- Born: 15 July 1898 Reims, France
- Died: 7 March 1993 (aged 94) Epernay, France
- Occupation: Architect

= Jacques Herbé =

French architect and urban planner

Félix Paul Jacques Herbé (15 July 1898 – 7 March 1993) was a French architect and urban planner.

Born in Reims, he was the older brother of Paul Herbé. The two siblings partnered with Robert Camelot to form a study that operated between 1933 and 1941. They made significant contributions to the city of Beaune, with varying degrees of success. The School for Young Girls they designed still stands and has been registered as a heritage site, while their 1938 outdoor auditorium was demolished in 1954 by the mayor who had commissioned it, in large part due to poor acoustics.

Jacques Herbé occasionally contributed to his brother's burgeoning international career, and co-designed the Pavillon de la manufacture de Sèvre for the 1937 Paris World's Fair.

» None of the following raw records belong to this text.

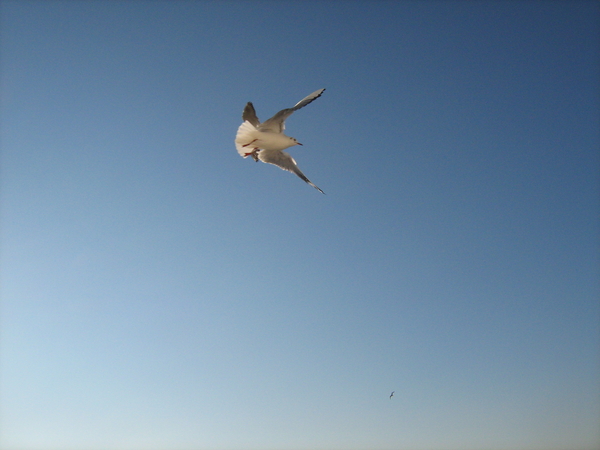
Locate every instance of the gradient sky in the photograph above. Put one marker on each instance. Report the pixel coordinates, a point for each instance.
(159, 292)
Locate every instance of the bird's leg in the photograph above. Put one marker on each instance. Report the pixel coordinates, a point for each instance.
(246, 145)
(253, 153)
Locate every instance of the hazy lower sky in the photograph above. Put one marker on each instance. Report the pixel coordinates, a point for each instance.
(159, 292)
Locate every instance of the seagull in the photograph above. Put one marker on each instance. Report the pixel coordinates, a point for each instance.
(266, 141)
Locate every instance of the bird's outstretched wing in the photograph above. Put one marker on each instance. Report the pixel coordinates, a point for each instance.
(249, 114)
(277, 122)
(285, 161)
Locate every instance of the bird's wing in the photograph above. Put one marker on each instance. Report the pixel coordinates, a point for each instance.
(277, 122)
(249, 114)
(284, 161)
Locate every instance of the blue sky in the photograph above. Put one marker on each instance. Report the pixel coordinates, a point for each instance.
(160, 292)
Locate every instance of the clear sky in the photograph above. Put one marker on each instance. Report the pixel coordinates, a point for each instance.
(159, 292)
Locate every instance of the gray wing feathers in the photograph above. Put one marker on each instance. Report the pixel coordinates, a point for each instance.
(249, 114)
(284, 161)
(277, 122)
(309, 98)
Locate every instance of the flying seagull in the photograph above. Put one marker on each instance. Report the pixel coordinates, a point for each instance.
(266, 141)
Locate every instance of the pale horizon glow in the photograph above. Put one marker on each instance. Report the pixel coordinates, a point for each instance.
(159, 292)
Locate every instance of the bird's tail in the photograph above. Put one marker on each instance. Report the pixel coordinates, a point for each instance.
(244, 137)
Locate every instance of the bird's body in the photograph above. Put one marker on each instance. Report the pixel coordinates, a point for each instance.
(266, 141)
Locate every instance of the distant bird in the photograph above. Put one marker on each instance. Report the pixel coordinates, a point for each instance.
(266, 141)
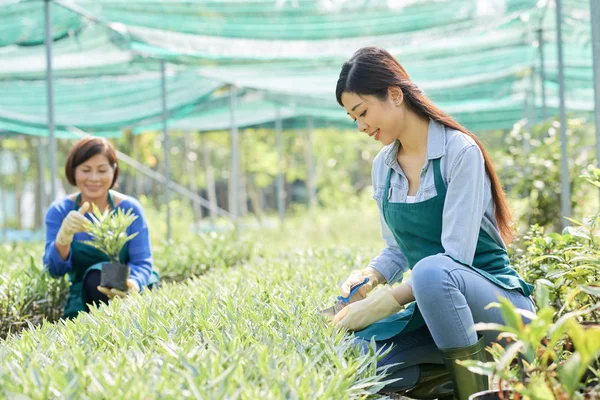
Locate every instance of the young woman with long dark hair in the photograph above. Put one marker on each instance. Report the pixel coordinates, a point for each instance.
(444, 215)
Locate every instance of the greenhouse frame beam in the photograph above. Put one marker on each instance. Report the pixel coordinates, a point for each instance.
(50, 93)
(234, 207)
(42, 181)
(280, 177)
(543, 72)
(595, 16)
(565, 196)
(166, 143)
(312, 183)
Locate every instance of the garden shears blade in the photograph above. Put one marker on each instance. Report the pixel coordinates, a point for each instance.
(342, 302)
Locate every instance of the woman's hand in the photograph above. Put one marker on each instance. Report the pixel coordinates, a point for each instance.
(360, 314)
(73, 223)
(132, 287)
(358, 276)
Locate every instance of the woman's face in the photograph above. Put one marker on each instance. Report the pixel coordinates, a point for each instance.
(378, 119)
(94, 177)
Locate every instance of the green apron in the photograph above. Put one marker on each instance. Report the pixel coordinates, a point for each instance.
(85, 258)
(417, 228)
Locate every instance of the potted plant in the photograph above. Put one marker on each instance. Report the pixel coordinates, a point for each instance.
(539, 362)
(109, 235)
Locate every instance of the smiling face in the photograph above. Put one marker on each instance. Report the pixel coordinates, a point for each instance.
(380, 119)
(94, 177)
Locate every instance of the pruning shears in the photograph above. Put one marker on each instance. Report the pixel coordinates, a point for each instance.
(342, 302)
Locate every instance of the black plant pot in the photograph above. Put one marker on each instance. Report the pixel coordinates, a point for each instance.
(114, 276)
(493, 394)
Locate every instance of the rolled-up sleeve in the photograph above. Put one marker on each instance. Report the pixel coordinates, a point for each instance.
(53, 262)
(464, 205)
(140, 253)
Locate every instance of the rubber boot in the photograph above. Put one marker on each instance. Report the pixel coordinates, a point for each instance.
(466, 382)
(434, 382)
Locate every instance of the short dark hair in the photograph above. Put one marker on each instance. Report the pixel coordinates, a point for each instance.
(86, 149)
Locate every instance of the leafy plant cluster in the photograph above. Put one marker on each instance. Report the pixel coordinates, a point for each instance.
(547, 359)
(29, 295)
(529, 167)
(556, 355)
(248, 332)
(109, 231)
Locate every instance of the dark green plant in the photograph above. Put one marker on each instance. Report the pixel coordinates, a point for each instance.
(545, 359)
(568, 263)
(109, 231)
(530, 170)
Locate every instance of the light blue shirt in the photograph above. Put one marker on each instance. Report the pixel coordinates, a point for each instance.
(468, 206)
(140, 254)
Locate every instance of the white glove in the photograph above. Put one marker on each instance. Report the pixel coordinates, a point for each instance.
(74, 222)
(360, 314)
(358, 276)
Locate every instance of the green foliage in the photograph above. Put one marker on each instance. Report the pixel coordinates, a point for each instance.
(27, 292)
(568, 263)
(545, 359)
(109, 231)
(28, 295)
(530, 165)
(249, 332)
(178, 260)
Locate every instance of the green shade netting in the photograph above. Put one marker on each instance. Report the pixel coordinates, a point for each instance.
(23, 23)
(105, 104)
(476, 59)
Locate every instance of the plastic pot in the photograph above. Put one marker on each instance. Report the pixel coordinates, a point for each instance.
(114, 276)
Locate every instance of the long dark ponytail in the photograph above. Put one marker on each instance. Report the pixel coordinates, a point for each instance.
(372, 70)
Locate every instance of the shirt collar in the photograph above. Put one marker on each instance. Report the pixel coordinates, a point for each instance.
(436, 144)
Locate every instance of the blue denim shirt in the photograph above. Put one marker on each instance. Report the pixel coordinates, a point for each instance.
(140, 254)
(468, 206)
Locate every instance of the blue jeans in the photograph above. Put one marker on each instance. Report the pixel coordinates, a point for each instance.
(452, 298)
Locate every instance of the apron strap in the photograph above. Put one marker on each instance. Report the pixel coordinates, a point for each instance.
(386, 192)
(440, 187)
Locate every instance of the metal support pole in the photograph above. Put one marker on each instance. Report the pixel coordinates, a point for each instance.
(595, 20)
(280, 180)
(42, 171)
(167, 145)
(542, 72)
(50, 91)
(234, 207)
(565, 196)
(312, 183)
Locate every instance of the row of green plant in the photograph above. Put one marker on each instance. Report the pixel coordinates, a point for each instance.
(28, 294)
(255, 331)
(556, 355)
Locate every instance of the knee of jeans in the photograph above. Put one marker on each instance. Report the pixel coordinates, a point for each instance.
(429, 273)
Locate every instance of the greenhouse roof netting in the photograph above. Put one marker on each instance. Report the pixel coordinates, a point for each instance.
(477, 59)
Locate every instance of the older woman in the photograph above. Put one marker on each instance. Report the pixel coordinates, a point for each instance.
(93, 168)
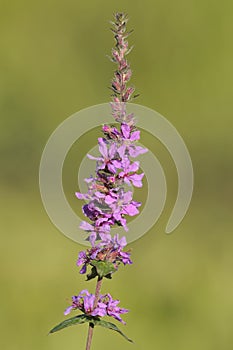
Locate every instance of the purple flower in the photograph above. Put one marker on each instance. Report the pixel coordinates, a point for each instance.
(105, 305)
(128, 173)
(111, 307)
(108, 154)
(108, 249)
(128, 142)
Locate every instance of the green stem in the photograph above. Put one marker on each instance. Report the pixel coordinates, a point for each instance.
(91, 325)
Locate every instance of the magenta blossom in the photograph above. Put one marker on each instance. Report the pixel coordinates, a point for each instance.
(105, 305)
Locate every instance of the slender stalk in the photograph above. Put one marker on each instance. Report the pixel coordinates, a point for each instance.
(91, 325)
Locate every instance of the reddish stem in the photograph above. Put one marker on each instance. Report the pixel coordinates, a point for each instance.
(91, 325)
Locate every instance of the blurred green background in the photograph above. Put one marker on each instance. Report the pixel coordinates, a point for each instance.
(53, 63)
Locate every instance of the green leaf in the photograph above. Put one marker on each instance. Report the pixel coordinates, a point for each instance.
(71, 322)
(111, 326)
(103, 268)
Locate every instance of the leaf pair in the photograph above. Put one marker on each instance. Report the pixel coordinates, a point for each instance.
(90, 319)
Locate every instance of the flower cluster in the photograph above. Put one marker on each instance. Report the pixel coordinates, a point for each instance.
(109, 197)
(105, 306)
(110, 249)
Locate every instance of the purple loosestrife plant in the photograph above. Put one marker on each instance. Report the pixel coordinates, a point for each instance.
(109, 198)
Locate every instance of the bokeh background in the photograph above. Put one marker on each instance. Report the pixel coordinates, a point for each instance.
(53, 63)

The partnership was broken up by the outbreak of World War II, after which Paul Herbé moved on to tackle international projects at Bernard Zehrfuss' Paris agency. Jacques Herbé remained based in Reims. Among his most visible works were two of the area's sporting venues: a new building at the historic Tennis Club de Reims, which replaced the original built by Édouard Redont and destroyed during the war, and the Bocquaine Pool and Ice Rink, co-designed with Jean-Claude Dondel and Roger Dhuit.